Instruction types

Regarding the bit-convert instructions, I don’t see a clear reason about “bit”-“conversion” and all I see are some type conversions. For example, float to integer (F2I) and others.

What about these?
BFE Bit Field Extract
BFI Bit Field Insert

Moreover, I see texture instructions in [1] for Maxwell, but there is no metric for that in nvprof.
Can someone shed a light on that?

[1] https://docs.nvidia.com/cuda/cuda-binary-utilities/index.html#maxwell-pascal

It’s not clear to me what you are asking. What does ‘clear reason about’ mean?

F2I and I2F are instructions that perform real conversions, they do not facilitate type re-interpretation of bit patterns. Since GPUs use the same 32-bit registers for floating-point and integer data, type-reinterpretation is for free (a no-op at machine code level).

BFE and BFI are integer instructions. Are you asking what their exact semantics are? PTX has instructions bfe and bfi that correspond to these machine instructions (one-to-one, best I know), see their descriptions in the PTX manual.

Are you asking whether there is a profiler metric that returns a count of texture instructions (TEX*)? I can’t find one. There are various texture related performance metrics which seem much more relevant to programmers optimizing code. A counter for texture instructions either does not exist in the hardware, or is not exposed in the profiler [possible reasons: nobody finds it useful, nobody has requested it, the HW counter is unreliable]

So, i was expecting about bit flip for “bit”-“conversion” expression. Kind of 2’s complement or similar things in mathematical calculations.

Assume there is a 32 bit pattern such as 0011_1111_1100_0000_0000_0000_0000_0000.
By type re-interpretation of bit patterns, you are saying that we have to determine the sign, exponent and fraction bits or interpreting that as a signed integer. Right?
And you are insisting that I2F doesn’t do that. Right?
Then by real conversions, you are saying that with F2I, such floating point number (s=0, exp=127, frac=1) which is (1.1*2^0=1.1) is converted to integer which is 1. Right?

I just wanted to be sure that whether these bit related instructions are classified as bit-convert instructions or not.

Yes.

That would be a NOT (inversion, one’s complement) or a NEG (negation, two’s complement). Nothing to do with F2I or I2F. NOT and NEG are pre-processing options on various GPU integer instructions or are resolved implicitly (e.g. as part of LOP3), so they do not appear as separate instructions in disassembled code.
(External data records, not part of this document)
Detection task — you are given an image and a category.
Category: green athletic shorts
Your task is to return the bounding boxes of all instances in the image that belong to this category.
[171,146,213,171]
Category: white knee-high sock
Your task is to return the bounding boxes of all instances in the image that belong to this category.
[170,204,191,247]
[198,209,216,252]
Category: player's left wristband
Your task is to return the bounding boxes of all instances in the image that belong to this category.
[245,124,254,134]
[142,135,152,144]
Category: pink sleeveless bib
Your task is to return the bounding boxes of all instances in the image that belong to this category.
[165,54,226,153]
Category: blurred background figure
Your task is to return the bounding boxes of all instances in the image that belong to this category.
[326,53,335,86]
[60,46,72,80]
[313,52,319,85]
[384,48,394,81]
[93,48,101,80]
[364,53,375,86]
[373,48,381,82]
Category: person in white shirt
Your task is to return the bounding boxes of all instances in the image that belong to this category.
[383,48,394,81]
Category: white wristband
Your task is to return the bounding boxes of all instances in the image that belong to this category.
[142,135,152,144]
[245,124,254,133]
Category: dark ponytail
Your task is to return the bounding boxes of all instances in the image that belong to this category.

reinterpret_as_float (0x3f800000) = 1.0f // this resolves to a no-op at GPU machine code level
convert_to_float (0x3f800000) = 1.06535322e+9f // this is a real conversion of the kind I2F performs

The very instruction tables you pointed to in your original post show BFE and BFI under the heading “integer instructions”. What is unclear about this?

OK. For the second, you are actually using I2F and F2I is what I wrote. Do you confirm that. I want to be sure that I have understood correctly.
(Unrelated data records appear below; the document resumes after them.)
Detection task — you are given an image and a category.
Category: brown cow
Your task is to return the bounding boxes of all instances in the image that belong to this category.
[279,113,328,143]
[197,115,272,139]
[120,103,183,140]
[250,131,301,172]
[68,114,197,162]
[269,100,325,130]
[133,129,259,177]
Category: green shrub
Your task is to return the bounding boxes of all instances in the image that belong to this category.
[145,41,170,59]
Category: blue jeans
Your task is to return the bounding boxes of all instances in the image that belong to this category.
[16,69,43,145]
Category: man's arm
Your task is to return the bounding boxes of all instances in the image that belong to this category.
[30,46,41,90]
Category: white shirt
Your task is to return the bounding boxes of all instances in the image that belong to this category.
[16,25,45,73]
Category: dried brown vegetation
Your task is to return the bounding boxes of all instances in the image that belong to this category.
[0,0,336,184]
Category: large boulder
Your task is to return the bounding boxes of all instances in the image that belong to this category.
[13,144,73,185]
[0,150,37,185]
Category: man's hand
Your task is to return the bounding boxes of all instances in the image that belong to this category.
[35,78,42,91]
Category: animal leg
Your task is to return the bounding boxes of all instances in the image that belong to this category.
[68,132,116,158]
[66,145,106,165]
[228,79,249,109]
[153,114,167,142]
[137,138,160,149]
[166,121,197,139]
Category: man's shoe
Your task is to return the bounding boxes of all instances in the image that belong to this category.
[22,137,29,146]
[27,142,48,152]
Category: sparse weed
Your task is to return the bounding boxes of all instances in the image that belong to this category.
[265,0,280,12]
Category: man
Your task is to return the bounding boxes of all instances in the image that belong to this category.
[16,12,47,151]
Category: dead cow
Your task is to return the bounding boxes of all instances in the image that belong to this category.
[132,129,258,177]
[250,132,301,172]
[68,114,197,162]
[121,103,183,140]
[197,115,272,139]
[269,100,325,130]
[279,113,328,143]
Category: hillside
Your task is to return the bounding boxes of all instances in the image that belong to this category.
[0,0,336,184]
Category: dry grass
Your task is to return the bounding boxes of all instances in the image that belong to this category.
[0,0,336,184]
As a side note, that number should be 1.5 and not 1.0 according to IEEE since the fraction is 1000… we know that IEEE drops the 1 in left of the point. So, an implicit 1 should be taken into account which leads to 1.1*2^0
Was that a typo or something else that I am missing. Appreciate if you clarify that.
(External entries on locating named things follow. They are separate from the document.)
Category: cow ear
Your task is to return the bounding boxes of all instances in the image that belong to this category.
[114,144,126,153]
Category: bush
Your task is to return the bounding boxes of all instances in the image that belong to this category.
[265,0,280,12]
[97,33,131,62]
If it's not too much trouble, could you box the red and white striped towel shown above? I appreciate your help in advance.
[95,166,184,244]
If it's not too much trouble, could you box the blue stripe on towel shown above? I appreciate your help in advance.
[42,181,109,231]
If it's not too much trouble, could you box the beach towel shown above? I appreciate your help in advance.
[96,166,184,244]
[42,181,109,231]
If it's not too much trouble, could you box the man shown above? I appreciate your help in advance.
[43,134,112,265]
Well, you can of course also do it in reverse:

reinterpret_as_int (1.0f) = 0x3f800000 // this resolves to a no-op at GPU machine code level
convert_to_int (1.06535322e+9f) = 0x3f800000 // this is a real conversion of the kind F2I performs

I simply picked 1.0f for my examples, I didn’t look at your bit pattern until now. Your bit pattern is 0x3fc0000, which is 1.5f.

No need to explain IEEE-754 floating-point formats; I spent years working on the design of floating-point units for x86 processors and writing mathematical software (including low-level emulation code) for GPUs, x86, ARM, SPARC, and PowerPC platform in a professional capacity.